大阪・あべのハルカスの大阪芸術大学スカイキャンパスで開催の、窪之内英策展「絵空ゴト」。
6月1日に開催されたライブドローイングイベントに行ってきました。
窪之内英策展「絵空ゴト」
漫画家・窪之内英策氏の個展「絵空ゴト」。
開催を、というか開催中であるのを知ったのは会期も真ん中くらいになってからのこと。
サイトを見ると、6月1日にライブドローイングイベントがあると知るも、展示とは別であるイベントチケットはすでにSOLD OUT。
しかし追加販売があるというので、発売日の0時にローチケのサイトに張り付いて、無事13:00〜の回をゲットしたのでした。
会場は、あべのハルカス24Fにある大阪芸術大学スカイキャンパス。

展示
会場はそれほど広くないものの、ウォール一面に膨大な数の作品。
会場内は一部を除き撮影可だったけど、どれも凄すぎて撮るのを忘れる。
逆に何を撮ればいいのか、いいと思うものを撮ろうとすると全部撮らなければいけない。
それよりも直に、近くで観ていたいと思った。
展示を観始めたのが11:30ごろだったが、1時間くらいで回れると思っていたけど、全然そんなことなかった。
ずっと見入ってしまうので、半分くらいしか観られないうちにイベントの集合時間になってしまった。
イベント終了後も再入場できると言われていたので続きは後にすることに。
ライブドローイングイベント
整理番号21番、座席は指定なしだったので、最前列の、ドローイングする机にいちばん近いところに座った。
手元を映し出すプロジェクターの画面からはちょっとだけ離れていたけど、描かれるときの動きも感じたいと思ったのでベストの位置どり。
魔法の水(笑)を片手に、英策先生の登場。
初めてお目にかかる先生は、やんちゃな感じのイケメンのおじさんでした。
(撮影・録画禁止だったので、以下記憶を頼りに書いていきます。)
描き方は、まず頭骨を含めた輪郭を描き、次に目の位置に横のラインを引いて位置決め。
目をわりとしっかり描いて、次は口。
目と口が決まれば、もう命が吹き込まれた感じ。
そこから胸を除いた身体のラインを決める。
その後で腕や胸を描く。
印象に残ったのが、一度描いた輪郭は絶対ではないので、それに引っ張られないようにちゃんと消して描き直す、ということ。
一発目に描いた線が正しいなんてことはないので、それに縛られないで、何回も描いて消してを繰り返して、求める形をしっかり作っていけばいい。

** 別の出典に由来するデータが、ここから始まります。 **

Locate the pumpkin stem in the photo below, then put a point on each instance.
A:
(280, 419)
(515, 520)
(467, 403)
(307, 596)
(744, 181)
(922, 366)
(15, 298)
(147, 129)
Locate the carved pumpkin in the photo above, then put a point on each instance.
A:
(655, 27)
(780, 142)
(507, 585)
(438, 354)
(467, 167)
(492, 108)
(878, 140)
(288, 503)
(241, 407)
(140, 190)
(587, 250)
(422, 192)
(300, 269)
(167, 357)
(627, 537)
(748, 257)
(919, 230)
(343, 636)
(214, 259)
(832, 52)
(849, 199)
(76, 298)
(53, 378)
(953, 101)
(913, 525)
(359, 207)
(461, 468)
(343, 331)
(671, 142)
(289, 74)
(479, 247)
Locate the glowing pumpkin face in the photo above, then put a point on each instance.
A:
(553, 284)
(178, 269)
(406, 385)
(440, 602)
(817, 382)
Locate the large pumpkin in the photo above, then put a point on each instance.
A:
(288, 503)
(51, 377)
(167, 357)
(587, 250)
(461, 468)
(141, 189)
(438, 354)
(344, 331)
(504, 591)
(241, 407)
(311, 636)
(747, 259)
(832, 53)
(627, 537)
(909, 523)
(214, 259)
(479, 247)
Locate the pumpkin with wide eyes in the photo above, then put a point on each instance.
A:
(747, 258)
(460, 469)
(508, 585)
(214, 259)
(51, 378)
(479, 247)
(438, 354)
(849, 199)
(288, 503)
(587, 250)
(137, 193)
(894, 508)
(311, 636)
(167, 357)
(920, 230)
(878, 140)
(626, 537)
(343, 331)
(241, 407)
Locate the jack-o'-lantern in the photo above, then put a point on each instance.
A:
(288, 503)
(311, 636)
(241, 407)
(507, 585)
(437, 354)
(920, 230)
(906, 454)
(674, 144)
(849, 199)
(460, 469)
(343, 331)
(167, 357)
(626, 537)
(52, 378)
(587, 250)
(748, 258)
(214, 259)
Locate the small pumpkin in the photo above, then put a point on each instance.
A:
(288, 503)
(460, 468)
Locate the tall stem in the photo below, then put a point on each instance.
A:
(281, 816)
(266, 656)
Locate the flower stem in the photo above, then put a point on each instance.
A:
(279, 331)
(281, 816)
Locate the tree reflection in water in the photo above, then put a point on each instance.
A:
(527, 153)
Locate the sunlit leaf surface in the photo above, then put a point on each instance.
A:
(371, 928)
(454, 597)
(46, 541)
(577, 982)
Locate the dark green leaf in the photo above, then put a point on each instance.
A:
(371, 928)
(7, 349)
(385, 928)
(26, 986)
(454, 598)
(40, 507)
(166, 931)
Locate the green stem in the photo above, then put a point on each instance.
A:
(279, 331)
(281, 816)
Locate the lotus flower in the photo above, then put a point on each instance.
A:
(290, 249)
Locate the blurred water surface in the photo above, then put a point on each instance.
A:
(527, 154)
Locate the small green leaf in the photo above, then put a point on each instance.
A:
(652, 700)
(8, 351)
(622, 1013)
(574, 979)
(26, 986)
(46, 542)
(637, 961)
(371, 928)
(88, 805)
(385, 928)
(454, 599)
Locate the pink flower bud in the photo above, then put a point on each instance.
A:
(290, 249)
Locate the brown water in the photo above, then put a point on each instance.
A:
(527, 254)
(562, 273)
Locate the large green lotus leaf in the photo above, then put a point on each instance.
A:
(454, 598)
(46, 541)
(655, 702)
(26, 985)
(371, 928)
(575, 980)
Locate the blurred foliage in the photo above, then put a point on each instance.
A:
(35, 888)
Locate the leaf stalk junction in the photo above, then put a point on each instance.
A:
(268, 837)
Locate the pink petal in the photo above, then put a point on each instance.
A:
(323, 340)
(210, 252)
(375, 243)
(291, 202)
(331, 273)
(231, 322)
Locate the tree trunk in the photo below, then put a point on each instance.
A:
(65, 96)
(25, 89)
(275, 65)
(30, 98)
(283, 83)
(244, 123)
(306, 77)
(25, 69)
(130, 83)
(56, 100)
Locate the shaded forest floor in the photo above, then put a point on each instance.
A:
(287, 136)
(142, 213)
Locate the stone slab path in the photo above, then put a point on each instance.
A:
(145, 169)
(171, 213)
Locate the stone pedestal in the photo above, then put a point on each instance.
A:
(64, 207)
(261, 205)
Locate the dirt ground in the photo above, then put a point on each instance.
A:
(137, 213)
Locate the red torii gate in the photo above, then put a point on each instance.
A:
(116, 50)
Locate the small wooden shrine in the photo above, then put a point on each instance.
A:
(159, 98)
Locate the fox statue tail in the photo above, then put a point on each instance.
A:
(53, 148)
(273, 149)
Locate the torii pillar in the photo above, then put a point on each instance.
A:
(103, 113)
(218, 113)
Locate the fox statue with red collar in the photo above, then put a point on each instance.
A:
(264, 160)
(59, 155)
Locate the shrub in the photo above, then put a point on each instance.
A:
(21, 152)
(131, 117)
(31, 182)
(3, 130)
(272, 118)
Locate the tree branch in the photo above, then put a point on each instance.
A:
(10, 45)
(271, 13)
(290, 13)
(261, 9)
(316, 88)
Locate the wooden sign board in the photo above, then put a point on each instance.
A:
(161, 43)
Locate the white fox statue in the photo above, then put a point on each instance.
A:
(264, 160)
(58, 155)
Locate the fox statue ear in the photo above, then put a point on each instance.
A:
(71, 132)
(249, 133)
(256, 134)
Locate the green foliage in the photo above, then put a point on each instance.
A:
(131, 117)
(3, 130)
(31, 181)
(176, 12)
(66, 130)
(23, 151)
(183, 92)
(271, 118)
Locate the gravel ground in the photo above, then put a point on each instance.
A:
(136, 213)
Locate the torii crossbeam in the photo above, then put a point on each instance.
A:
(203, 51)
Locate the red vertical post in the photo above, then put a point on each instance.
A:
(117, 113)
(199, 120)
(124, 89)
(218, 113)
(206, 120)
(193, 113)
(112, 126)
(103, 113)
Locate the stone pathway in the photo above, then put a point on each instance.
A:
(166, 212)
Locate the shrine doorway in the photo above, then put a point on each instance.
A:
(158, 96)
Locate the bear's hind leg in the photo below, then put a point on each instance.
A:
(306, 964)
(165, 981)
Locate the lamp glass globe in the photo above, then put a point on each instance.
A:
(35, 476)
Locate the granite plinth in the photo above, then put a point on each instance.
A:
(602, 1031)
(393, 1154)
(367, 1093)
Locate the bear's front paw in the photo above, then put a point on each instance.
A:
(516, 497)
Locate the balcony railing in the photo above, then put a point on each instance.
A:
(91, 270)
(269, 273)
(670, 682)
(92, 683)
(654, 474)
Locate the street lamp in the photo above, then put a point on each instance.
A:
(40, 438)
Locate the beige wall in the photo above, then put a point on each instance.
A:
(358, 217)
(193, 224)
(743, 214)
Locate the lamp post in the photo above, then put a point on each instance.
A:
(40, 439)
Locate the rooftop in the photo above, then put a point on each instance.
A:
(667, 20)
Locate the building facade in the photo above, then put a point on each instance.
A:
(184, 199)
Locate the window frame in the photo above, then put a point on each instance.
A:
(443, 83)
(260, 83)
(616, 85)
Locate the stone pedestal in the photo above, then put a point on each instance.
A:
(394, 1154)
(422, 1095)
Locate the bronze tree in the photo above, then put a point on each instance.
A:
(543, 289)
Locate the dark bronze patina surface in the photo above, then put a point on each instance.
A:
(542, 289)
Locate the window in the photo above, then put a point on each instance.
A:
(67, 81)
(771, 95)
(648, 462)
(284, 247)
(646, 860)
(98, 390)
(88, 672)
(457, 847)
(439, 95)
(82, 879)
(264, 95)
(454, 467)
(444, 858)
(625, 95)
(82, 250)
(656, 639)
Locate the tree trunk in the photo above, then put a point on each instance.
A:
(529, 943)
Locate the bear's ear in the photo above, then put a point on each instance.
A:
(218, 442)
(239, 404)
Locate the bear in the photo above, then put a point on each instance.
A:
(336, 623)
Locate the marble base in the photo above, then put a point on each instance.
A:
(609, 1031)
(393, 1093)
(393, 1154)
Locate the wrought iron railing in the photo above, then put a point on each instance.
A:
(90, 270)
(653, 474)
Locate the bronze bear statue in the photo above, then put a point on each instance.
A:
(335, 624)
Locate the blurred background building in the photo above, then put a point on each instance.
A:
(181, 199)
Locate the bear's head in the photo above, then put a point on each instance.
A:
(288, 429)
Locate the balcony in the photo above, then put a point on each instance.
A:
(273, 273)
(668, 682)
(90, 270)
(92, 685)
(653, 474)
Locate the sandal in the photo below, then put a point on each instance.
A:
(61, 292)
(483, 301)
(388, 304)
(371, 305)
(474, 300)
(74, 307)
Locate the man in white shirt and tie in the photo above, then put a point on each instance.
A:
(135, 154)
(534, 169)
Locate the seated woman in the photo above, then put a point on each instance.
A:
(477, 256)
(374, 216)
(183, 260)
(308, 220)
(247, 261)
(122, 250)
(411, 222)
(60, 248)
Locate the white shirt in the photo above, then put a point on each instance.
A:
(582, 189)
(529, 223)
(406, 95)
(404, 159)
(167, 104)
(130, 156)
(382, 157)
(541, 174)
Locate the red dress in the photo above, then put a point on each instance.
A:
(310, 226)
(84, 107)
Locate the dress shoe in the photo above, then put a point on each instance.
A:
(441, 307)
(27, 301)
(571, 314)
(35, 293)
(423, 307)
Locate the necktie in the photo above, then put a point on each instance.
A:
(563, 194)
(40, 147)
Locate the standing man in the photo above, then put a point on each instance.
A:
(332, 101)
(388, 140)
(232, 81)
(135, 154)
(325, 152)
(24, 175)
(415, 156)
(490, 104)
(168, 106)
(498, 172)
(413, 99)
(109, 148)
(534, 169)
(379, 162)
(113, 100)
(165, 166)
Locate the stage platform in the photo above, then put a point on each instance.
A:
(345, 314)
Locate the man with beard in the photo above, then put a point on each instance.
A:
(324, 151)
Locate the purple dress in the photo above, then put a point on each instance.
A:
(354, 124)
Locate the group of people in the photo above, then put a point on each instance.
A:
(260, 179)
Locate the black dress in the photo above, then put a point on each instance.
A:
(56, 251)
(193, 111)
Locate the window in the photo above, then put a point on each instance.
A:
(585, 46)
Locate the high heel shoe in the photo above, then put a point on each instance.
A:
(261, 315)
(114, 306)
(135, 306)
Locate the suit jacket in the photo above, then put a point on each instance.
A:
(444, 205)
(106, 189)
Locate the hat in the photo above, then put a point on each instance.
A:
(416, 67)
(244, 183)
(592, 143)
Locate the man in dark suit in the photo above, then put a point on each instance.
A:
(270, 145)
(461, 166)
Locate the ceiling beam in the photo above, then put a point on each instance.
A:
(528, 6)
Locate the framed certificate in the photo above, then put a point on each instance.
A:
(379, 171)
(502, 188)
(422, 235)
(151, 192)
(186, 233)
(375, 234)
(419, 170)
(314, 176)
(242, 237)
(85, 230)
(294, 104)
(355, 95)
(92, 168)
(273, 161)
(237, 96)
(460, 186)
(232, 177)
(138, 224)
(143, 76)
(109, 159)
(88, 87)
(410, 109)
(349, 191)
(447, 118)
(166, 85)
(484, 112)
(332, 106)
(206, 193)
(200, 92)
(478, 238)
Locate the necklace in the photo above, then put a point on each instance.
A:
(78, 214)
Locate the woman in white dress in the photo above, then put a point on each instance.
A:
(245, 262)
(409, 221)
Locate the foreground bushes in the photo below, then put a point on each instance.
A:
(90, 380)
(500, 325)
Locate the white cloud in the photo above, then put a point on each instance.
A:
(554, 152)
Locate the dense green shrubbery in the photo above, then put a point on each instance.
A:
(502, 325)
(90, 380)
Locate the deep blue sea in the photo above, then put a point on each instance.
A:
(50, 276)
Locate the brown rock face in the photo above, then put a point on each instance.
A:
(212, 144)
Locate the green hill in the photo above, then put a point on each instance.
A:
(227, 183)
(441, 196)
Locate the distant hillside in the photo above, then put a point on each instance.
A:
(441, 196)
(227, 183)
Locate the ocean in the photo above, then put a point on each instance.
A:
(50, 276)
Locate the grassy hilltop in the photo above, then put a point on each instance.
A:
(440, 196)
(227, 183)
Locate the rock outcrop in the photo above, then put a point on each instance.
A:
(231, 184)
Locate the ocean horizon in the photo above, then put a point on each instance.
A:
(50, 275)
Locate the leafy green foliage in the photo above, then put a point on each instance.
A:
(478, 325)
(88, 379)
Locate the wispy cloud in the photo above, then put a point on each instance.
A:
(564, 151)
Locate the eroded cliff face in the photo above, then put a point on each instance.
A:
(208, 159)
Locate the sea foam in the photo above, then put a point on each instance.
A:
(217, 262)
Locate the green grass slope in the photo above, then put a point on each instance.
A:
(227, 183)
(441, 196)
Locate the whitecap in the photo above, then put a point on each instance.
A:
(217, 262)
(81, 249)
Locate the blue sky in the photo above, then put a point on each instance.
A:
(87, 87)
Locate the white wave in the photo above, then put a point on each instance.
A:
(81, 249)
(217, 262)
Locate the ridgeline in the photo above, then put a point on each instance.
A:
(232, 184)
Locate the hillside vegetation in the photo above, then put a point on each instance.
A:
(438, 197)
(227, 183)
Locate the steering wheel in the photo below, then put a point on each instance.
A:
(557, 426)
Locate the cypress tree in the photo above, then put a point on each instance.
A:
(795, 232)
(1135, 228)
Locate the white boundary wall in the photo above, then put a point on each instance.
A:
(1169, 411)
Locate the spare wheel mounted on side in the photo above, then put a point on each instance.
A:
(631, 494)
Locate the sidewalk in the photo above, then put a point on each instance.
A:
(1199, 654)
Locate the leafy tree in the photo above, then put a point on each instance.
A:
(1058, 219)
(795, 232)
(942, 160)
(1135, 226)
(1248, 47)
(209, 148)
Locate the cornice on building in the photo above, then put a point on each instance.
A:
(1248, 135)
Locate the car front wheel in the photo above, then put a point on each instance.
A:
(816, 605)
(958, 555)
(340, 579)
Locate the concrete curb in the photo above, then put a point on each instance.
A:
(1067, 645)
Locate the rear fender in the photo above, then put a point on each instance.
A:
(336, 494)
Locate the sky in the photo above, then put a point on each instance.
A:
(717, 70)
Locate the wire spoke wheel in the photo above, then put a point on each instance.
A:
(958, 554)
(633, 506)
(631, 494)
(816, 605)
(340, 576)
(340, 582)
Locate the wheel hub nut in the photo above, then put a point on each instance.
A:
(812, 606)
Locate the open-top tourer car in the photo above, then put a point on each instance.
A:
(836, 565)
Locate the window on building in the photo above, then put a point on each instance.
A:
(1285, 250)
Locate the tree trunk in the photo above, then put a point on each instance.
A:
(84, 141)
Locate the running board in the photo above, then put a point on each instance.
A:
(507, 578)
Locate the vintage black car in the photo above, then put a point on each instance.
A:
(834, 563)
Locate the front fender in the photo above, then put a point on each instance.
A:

もう一つ印象に残ったのが、「科(シナ)を作る」という言葉。
作品集「ラクガキノート」の中で、「異性を意識した色っぽくなまめかしい所作、仕草」と説明されています。
ただ突っ立っているポーズより、ちょっと肩を入れるだけで一気に色っぽい魅力的な絵になる。
ライブドローイングの中でも、一本ラインの動きを変えるだけで一気に色っぽさが増す様が見られた。
続いて髪。
何度も言われていたのが、「髪にドラマを作る」ということ。
先に描いた頭骨のどこから髪が下りて、どこへ流れるかを、重力のことも含めしっかり考えてその流れ(ドラマ)を意識して描いていけば、動きやリアリティのある髪を描ける。
ここまでくればもう完全に窪之内英策ワールドの絵。
服を描いて、細部を調整して完成。
説明しながら描いて、制作時間はともに30分ちょっとだっただろうか。
それでもう、隣の展示会場に展示してあるのとなんら遜色ない女の子ができあがっていた。
会場からは歓声とため息が上がっていた。
事前に「この中で絵を描く人は?」と訊かれたこともあってか、描く人の立場に立った説明がとても分かり易かった。
よく描ける人というのは、感覚ではなくプロセスがちゃんと言語化されていて、それゆえきちんと他人に説明もできるんだろう。
2時間のライブドローイングで描かれたのは計2点。
個人的には2点目が好きだった。
最後にお客さんにプレゼントされたのでもう見られないのが残念。
もらった人SNSにアップしないかな。
最高の体験でした
イベント後は展示会場に再入場して、まだ見ていなかった展示を見る。
ライブドローイングを見た後だと、ああやって描いているんだという目で見て、また違って見える。
先に展示を全部見てからイベントを見ようと思っていたけど、間にライブドローイングイベントを挟んだ形になったので、ドローイングを見る前と見た後のどちらの見方も体験できて結果としてはよかった。
作品集「ラクガキノート」とクリアファイル、ガチャの缶バッジをお土産に購入。
なによりライブドローイングを見られたのは最高の体験だった。
絵柄は違えど、絵を描く上での考え方を見聞きできるのはたいへん勉強になる。
自分の絵に活かせる部分を積極的に取り入れて、進化させていきたい。